A new solar farm is being built around the 500,000-square-foot plant, managed by Dale Wolf. It produces over 900 superconducting magnets a year – a key component used in MRI machines the world over.
“It’s good for everyone involved,” said Wolf. “It’s something the community can point to as an example of our progressive attitude and good for the company both environmentally and financially.”
More energy falls on the US in sunlight every day than it uses in a whole year. So for the healthcare industry, which produces up to eight percent of US annual greenhouse gas emissions, making the most of that energy can go a long way to making the industry greener.
The solar farm will be made up of 5,184 panels that will produce around 2.5 million kWh annually – more than enough to power the factory at peak demand. During Florence’s hot summers and cold winters, power demand surges. Thanks to the solar farm, the grid will be freed up at these crucial moments to help local families cool or heat their homes, rather than powering the manufacturing plant.
The whole project was made possible by the GE Store – the collaborative network of GE businesses that use each other’s skills and technologies to improve outcomes.

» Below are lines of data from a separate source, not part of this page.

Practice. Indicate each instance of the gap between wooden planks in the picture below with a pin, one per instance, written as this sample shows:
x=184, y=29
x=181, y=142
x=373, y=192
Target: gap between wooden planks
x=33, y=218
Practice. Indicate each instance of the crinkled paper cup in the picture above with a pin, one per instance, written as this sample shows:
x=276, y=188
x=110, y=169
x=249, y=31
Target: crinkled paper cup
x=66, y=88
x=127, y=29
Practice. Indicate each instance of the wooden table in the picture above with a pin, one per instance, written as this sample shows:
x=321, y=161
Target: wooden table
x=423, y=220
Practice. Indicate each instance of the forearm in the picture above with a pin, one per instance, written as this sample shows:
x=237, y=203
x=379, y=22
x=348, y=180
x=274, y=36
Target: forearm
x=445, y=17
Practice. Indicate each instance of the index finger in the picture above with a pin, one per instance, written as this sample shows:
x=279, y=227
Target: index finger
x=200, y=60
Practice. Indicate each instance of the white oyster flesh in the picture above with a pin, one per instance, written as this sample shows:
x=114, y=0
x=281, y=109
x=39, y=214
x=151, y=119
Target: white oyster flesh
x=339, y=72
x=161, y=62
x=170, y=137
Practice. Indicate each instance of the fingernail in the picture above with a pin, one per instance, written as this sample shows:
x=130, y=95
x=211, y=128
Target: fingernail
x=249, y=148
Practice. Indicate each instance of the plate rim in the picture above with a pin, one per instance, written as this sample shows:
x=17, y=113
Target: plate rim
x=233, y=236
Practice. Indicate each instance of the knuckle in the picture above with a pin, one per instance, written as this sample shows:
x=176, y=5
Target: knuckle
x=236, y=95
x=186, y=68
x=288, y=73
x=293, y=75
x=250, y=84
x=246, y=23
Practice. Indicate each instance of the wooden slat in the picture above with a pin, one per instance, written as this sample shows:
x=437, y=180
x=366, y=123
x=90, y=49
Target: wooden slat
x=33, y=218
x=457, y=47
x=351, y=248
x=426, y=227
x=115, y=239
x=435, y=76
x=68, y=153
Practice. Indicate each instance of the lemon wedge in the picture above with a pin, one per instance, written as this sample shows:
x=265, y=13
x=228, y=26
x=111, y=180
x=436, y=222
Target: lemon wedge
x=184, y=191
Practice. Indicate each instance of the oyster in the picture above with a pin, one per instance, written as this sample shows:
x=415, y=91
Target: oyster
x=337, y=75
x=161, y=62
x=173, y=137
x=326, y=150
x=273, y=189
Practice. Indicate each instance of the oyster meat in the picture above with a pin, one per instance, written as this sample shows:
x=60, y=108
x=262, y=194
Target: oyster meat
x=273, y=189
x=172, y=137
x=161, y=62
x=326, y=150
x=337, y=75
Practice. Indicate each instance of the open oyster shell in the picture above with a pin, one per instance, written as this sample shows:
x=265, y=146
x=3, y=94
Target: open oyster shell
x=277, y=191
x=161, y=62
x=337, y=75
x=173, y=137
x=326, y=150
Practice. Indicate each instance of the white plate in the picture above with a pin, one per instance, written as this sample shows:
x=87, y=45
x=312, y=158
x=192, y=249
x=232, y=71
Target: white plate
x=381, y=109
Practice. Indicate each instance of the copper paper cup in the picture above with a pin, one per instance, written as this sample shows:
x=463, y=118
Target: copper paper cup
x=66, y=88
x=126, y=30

“This is the power of the GE store,” added Wolf. “This is a project financed by GE Energy Financial Services and planned and executed by GE Current: a new GE business aimed at taking energy efficiency experimentation into the real world by combining numerous GE technologies, such as LED lighting, solar and energy storage to benefit other areas of the company, like healthcare. Not many companies can do that.”
The panels are sourced by GE, and the entire project is planned and run by GE Current. The factory is also sourcing GE technologies (transformers and breakers to name a few) and marrying them with the panels from a third party to make the solar farm a reality. What’s more, advanced Industrial Internet software will be used to monitor the plant remotely.
Solar plants of this kind are already used to power other facilities like GE’s Greenville, SC plant, which produces gas turbines, but the solar farm in Florence is the first of its kind in the region.
“This is a statement from GE, on the importance of the Florence plant to the company and to the community,” said Wolf.
The move marks a continued shift towards renewable energy sources for more sustainable manufacturing, after new ambitious emissions targets have been set at summits such as COP21 in Paris.